BACKGROUND: Repair procedures and tissue engineering are solutions available in the clinical practice for the treatment of damaged articular cartilage. Regulatory bodies defined the requirements that any products, intended to regenerate cartilage, should have to be applied. In order to verify these requirements, the Food and Drug Administration (FDA, USA) and the International Standard Organization (ISO) indicated some Standard tests, which allow evaluating, in a reproducible way, the performances of scaffolds/treatments for cartilage tissue regeneration.
METHODS: A review of the literature about cartilage mechanical characterization found 394 studies, from 1970 to date.
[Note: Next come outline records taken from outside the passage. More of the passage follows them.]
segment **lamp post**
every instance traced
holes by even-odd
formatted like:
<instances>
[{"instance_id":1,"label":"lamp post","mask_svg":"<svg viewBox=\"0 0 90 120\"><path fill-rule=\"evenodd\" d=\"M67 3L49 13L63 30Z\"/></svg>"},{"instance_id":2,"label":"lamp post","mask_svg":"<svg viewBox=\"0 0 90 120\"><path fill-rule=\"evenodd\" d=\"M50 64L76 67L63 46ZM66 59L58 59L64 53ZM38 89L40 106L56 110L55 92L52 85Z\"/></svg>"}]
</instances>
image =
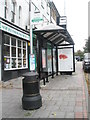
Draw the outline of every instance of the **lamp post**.
<instances>
[{"instance_id":1,"label":"lamp post","mask_svg":"<svg viewBox=\"0 0 90 120\"><path fill-rule=\"evenodd\" d=\"M34 72L35 57L33 57L33 39L32 39L32 19L31 19L31 0L29 0L30 17L30 71L23 74L23 97L22 107L25 110L34 110L42 106L42 97L40 95L40 81L38 74ZM32 67L31 67L32 66Z\"/></svg>"}]
</instances>

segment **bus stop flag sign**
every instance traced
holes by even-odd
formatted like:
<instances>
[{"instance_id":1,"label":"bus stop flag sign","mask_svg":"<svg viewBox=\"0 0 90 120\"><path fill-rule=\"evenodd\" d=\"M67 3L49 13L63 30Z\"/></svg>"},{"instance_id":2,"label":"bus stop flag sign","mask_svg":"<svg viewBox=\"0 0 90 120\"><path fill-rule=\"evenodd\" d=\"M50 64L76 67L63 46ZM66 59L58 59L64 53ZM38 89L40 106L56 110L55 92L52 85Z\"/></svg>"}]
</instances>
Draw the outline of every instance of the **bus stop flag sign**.
<instances>
[{"instance_id":1,"label":"bus stop flag sign","mask_svg":"<svg viewBox=\"0 0 90 120\"><path fill-rule=\"evenodd\" d=\"M35 71L36 70L36 60L35 60L35 55L31 54L30 55L30 71Z\"/></svg>"}]
</instances>

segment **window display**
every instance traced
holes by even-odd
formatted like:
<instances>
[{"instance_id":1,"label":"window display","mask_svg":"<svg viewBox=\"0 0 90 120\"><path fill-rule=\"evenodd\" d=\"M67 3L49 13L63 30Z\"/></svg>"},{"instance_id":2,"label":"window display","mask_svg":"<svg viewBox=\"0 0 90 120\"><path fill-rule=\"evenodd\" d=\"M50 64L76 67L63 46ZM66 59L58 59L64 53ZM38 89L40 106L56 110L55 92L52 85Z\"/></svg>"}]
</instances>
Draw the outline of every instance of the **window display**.
<instances>
[{"instance_id":1,"label":"window display","mask_svg":"<svg viewBox=\"0 0 90 120\"><path fill-rule=\"evenodd\" d=\"M4 70L27 68L27 42L4 37Z\"/></svg>"}]
</instances>

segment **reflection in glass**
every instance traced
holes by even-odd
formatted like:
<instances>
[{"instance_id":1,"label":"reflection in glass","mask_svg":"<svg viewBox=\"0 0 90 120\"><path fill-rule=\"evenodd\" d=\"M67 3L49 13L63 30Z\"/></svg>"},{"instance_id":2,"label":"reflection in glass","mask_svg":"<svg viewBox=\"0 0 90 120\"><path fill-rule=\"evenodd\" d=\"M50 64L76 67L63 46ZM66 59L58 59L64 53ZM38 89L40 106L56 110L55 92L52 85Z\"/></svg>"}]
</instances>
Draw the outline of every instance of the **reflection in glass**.
<instances>
[{"instance_id":1,"label":"reflection in glass","mask_svg":"<svg viewBox=\"0 0 90 120\"><path fill-rule=\"evenodd\" d=\"M10 37L5 35L4 44L10 45Z\"/></svg>"},{"instance_id":2,"label":"reflection in glass","mask_svg":"<svg viewBox=\"0 0 90 120\"><path fill-rule=\"evenodd\" d=\"M21 41L18 40L18 47L21 47Z\"/></svg>"},{"instance_id":3,"label":"reflection in glass","mask_svg":"<svg viewBox=\"0 0 90 120\"><path fill-rule=\"evenodd\" d=\"M26 67L26 59L23 59L23 67Z\"/></svg>"},{"instance_id":4,"label":"reflection in glass","mask_svg":"<svg viewBox=\"0 0 90 120\"><path fill-rule=\"evenodd\" d=\"M18 59L18 68L22 67L22 59Z\"/></svg>"},{"instance_id":5,"label":"reflection in glass","mask_svg":"<svg viewBox=\"0 0 90 120\"><path fill-rule=\"evenodd\" d=\"M10 58L4 57L4 69L10 69Z\"/></svg>"},{"instance_id":6,"label":"reflection in glass","mask_svg":"<svg viewBox=\"0 0 90 120\"><path fill-rule=\"evenodd\" d=\"M18 57L21 57L21 56L22 56L22 54L21 54L21 49L18 48Z\"/></svg>"},{"instance_id":7,"label":"reflection in glass","mask_svg":"<svg viewBox=\"0 0 90 120\"><path fill-rule=\"evenodd\" d=\"M16 57L16 48L12 47L12 57Z\"/></svg>"},{"instance_id":8,"label":"reflection in glass","mask_svg":"<svg viewBox=\"0 0 90 120\"><path fill-rule=\"evenodd\" d=\"M23 48L26 48L26 42L23 42Z\"/></svg>"},{"instance_id":9,"label":"reflection in glass","mask_svg":"<svg viewBox=\"0 0 90 120\"><path fill-rule=\"evenodd\" d=\"M23 50L23 58L26 58L26 50Z\"/></svg>"},{"instance_id":10,"label":"reflection in glass","mask_svg":"<svg viewBox=\"0 0 90 120\"><path fill-rule=\"evenodd\" d=\"M11 45L16 46L16 39L15 38L11 38Z\"/></svg>"},{"instance_id":11,"label":"reflection in glass","mask_svg":"<svg viewBox=\"0 0 90 120\"><path fill-rule=\"evenodd\" d=\"M10 46L4 46L4 56L10 56Z\"/></svg>"},{"instance_id":12,"label":"reflection in glass","mask_svg":"<svg viewBox=\"0 0 90 120\"><path fill-rule=\"evenodd\" d=\"M16 68L16 58L12 58L12 68Z\"/></svg>"}]
</instances>

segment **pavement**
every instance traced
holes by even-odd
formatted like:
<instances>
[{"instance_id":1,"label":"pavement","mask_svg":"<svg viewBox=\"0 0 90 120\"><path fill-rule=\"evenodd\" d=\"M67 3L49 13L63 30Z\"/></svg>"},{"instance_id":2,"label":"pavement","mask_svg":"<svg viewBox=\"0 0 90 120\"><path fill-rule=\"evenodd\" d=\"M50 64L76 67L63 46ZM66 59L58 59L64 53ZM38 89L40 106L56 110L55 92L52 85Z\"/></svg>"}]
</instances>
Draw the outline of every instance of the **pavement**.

They were classified by material (simulated/animal/human cartilage) and method (theoretical/applied; static/dynamic; standard/non-standard study), and analyzed by nation and year of publication.
FINDINGS: While Standard methods for cartilage mechanical characterization still refer to studies developed in the eighties, expertise and interest on cartilage mechanics research are evolving continuously and internationally, with studies both in vitro - on human and animal tissues - and in silico, dealing with tissue function and modelling, using static and dynamic loading conditions.
INTERPRETATION: there is a consensus on the importance of mechanical characterization that should be considered to evaluate cartilage treatments. Still, relative Standards need to be updated to describe advanced constructs and procedures for cartilage regeneration in a more exhaustive way. The use of the more complex, fibre-reinforced biphasic model, instead of the standard simple biphasic model, to describe cartilage response to loading, and the standardisation of dynamic tests can represent a first step in this direction.